As part of a citywide effort to reduce traffic fatalities, Manhattan’s first slow zone took effect on Monday, requiring drivers to abide by a new reduced speed limit.
Instead of the previous 30 miles per hour, drivers traveling on Broadway from 59th Street to 220th Street will now be required to drive a maximum of 25 miles per hour. Along this section of Broadway, 22 people have been killed since 2008.
The city has established slow zones in other accident-prone intersections, such as along the Grand Concourse in the Bronx and Atlantic Avenue in Brooklyn.
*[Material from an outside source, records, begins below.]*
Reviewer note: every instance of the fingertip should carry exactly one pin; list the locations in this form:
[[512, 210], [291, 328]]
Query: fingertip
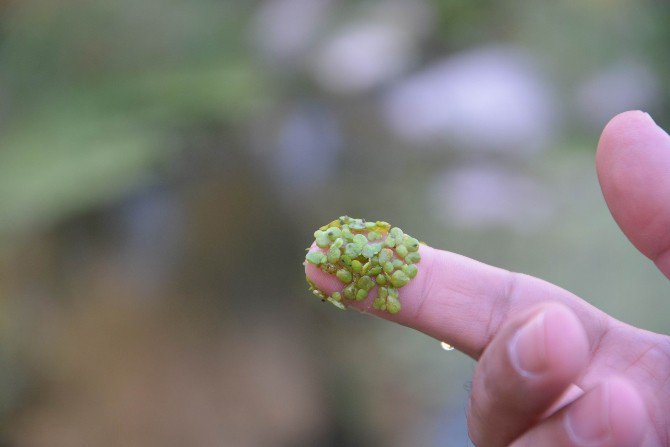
[[627, 413], [632, 162], [619, 131]]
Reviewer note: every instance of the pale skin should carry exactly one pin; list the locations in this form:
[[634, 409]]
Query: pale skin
[[552, 369]]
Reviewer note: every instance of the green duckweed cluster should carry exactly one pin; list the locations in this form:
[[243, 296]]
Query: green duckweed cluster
[[363, 255]]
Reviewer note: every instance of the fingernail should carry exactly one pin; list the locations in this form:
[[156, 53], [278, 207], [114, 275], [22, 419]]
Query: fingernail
[[527, 348], [587, 420]]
The city plans to create 25 slow zones in total.
At a press conference Monday, the New York police department transportation chief, Thomas Chan said officers in local and borough precincts will be in charge of enforcing the new speed limit, using radar guns and ticketing drivers who violate traffic rules, but he did not provide further details on how police enforcement will be carried out.
A request for comment into how many officers will be trained in using the radar guns or deployed to enforce the new speed limit was unreturned at press time.
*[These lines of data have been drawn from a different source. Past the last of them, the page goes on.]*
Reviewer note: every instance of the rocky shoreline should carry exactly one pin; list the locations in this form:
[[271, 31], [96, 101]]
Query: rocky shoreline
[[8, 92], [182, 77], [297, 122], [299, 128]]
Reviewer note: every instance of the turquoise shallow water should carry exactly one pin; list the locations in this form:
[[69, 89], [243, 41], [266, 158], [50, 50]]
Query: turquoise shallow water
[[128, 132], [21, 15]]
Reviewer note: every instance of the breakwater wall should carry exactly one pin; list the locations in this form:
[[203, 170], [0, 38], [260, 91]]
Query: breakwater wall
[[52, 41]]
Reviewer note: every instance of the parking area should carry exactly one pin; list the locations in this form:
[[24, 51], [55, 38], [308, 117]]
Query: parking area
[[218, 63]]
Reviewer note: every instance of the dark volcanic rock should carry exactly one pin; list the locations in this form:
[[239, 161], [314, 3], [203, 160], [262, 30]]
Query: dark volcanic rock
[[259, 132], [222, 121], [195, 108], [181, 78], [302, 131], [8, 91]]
Chan said compared to the same period last year, the police department has increased the number of speeding summonses issued by 67 percent, and tickets for not yielding to pedestrians by 150 percent.
At the location of the press conference, where there have been four traffic deaths within a two-block radius this year, about a dozen traffic agents, community affairs officers, and police officers were stationed at the intersection near a subway entrance.
Some were directing pedestrians, while others were seen chatting with each other and passersby. But by 3:10 p.m., the officers had left the area, leaving just one traffic agent to direct traffic. None of them were seen with radar guns in hand.
New signs indicating the reduced speed limit were displayed on 96th and 97th streets, visible to vehicles going both southbound and northbound.
Local Council member Helen Rosenthal said at the press conference that a slow zone will be created for Amsterdam Avenue as well, though she said it was yet unclear which stretch of the avenue will be considered.
The 25-mile-per-hour limit may soon become the norm across the city. In June, the New York State Senate and Assembly passed a bill that will allow the city to lower the speed limit.
The legislation is awaiting Gov. Andrew Cuomo’s approval. Albany also recently authorized the use of 120 speed cameras around city school zones during school hours, but Rosenthal said she hopes to request more cameras that will record speeding drivers at all hours.